Thanks for helping me out.


----------



## journeymanPainter (Feb 26, 2014)

I would use the graco. You won't be under powered with it. I like the 2 finger gun. 
I'm 6'1 and can spray a 10 ft ceiling without an extension.

Sent from my SM-A520W using Tapatalk


----------



## Guy from Europe (Dec 22, 2017)

Thanks JMP, and would you take a HiBoy or stand 495, givin the fact we have relatively many stairs and small rooms? And after how many gallons did you ever have to change the pump? Will this be at the same frequentie as the Titan 440 (impact)?


----------



## Woodco (Nov 19, 2016)

Well, I would say the graco is a better pump overall. The 440 is really good fro the price, but if you can get a better deal on the graco, go for it. If you need to transport up stairs, you need to figure out which one will be easier to do that. I recently bought a 440. I dont like the gun. In fact, the trigger broke on me last week. Dont get me wrong, its got a nice feel to it and all, but they made it kind of a hassle to get to the filter. They should have just kept it simple, but they tried to add 'bells and whistles' which just make it somewhat annoying to deal with. I use a hundred feet of hose on my 440
with no problems. I wouldnt concern myself with how often the pump needs changed. Just strain your paint.


----------



## sayn3ver (Jan 9, 2010)

I don't have either. However if it was me I would go with the 495. It has better pressure control which will be a benefit if you spray trim. It should also allow you to spray stains and thin clears with more confidence/consistency at lower pressures due to the pressure control. 

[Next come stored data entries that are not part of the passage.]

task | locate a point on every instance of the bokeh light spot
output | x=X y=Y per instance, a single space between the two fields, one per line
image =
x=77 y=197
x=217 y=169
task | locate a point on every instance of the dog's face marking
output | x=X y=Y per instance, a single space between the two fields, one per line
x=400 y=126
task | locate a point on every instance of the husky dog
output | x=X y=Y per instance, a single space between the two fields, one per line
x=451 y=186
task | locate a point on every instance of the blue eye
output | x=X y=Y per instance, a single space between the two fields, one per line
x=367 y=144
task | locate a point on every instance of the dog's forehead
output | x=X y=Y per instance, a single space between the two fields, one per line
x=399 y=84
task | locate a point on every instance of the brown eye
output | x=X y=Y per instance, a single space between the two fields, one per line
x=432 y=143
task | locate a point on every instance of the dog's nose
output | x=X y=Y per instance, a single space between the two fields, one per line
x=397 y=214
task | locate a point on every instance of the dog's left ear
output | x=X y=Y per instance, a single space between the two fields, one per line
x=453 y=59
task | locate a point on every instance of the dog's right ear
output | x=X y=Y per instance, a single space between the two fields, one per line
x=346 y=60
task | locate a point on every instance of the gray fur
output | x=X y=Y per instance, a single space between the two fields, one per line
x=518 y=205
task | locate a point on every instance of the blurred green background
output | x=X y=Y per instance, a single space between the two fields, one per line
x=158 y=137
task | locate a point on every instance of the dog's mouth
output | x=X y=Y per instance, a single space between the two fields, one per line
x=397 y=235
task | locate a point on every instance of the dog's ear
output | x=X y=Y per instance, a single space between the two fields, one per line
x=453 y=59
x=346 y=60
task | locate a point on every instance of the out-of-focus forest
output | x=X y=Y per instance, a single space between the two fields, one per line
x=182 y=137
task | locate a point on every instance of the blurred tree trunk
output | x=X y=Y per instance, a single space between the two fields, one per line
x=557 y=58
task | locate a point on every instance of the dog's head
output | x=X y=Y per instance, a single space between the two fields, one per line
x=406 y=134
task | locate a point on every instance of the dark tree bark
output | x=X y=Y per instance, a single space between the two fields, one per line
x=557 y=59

That alone would be enough. A stand is kinda more portable but carrying the pump in one hand and your hose attached to the other may be a consideration going up stairs vs wheeling the hi boy up and down stairs abiet much slower. 

I feel the high boy with hose wrap stores nicer if you are one to always keep your hoses attached.

The high boy can be moved when loaded. The stand can be too if placed on a cart. 

You could certainly mount a stand unit on a cart or dolly and make your own hybrid. 

I think the high boy tube pickup may take a smidge more paint to load the sprayer vs a stand pickup hose but probably not even worth mentioning. 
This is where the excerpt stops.